ECONOMY

Consumer body takes banks to task on extra charges

Consumer organizations and banks have long been at loggerheads due to the charges the latter exact for a wide array of transactions. The battle escalated yesterday when consumer organization EKPOIZO served a notice of intention to sue 12 commercial banks unless they conform with earlier court decisions that oblige them to remove certain terms in lending contracts which the courts have termed abusive. EKPOIZO’s document provides details of the court decisions concerning consumer credit provisions as well as specific instances of banks violating the court rulings. Besides consumer groups, EKPOIZO also targets a variety of charges imposed on deposit accounts. EKPOIZO argues that these are also illegal and cites two court rulings, one by a lower Athens court in 1998 and one by the Athens Court of Appeals in 2000. In both cases, the courts ruled that a provision allowing banks to impose transaction charges on accounts with a balance lower than a specified minimum was illegal. The courts also ruled illegal two other practices: imposing a charge on cash withdrawals by credit card and a provision in credit card contracts that, while the card owner may file charges against businesses that have mis-charged the card, they may not against the issuing bank. Protecting guarantors EKPOIZO also aims at overturning other charges that are now considered legal.
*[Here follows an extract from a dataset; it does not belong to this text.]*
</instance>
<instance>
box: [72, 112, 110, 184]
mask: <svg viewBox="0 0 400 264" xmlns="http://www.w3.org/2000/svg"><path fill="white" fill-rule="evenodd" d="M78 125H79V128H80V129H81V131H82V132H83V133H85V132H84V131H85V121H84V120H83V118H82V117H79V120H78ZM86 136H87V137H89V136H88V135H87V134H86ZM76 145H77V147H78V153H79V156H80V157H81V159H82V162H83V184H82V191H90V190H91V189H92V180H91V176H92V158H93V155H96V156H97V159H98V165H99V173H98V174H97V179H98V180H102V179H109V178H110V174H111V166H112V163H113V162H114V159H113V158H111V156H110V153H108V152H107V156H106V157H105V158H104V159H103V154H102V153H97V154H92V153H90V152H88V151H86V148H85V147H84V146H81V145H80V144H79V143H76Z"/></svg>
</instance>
A few years ago, for example, the Bank of Greece, the country’s central bank, made a decision calling on commercial banks to replace various charges imposed on loan-takers with a single charge, paid just once. EKPOIZO considers even this single charge illegal. Other loan terms that EKPOIZO has targeted concern the imposition of a surcharge when the loan-taker decides to repay the loan ahead of schedule and the rights of guarantors of a variable rate loan who often find themselves in worse position than a delinquent loan-taker, with fewer bargaining rights. EKPOIZO, which has increasingly taken on banks as the numbers of defaults on loans increase, believes that if banks fail to comply with court decisions, defaulting loan-takers who had previously been taken to court should sue to recover any of their money related to interest surcharges.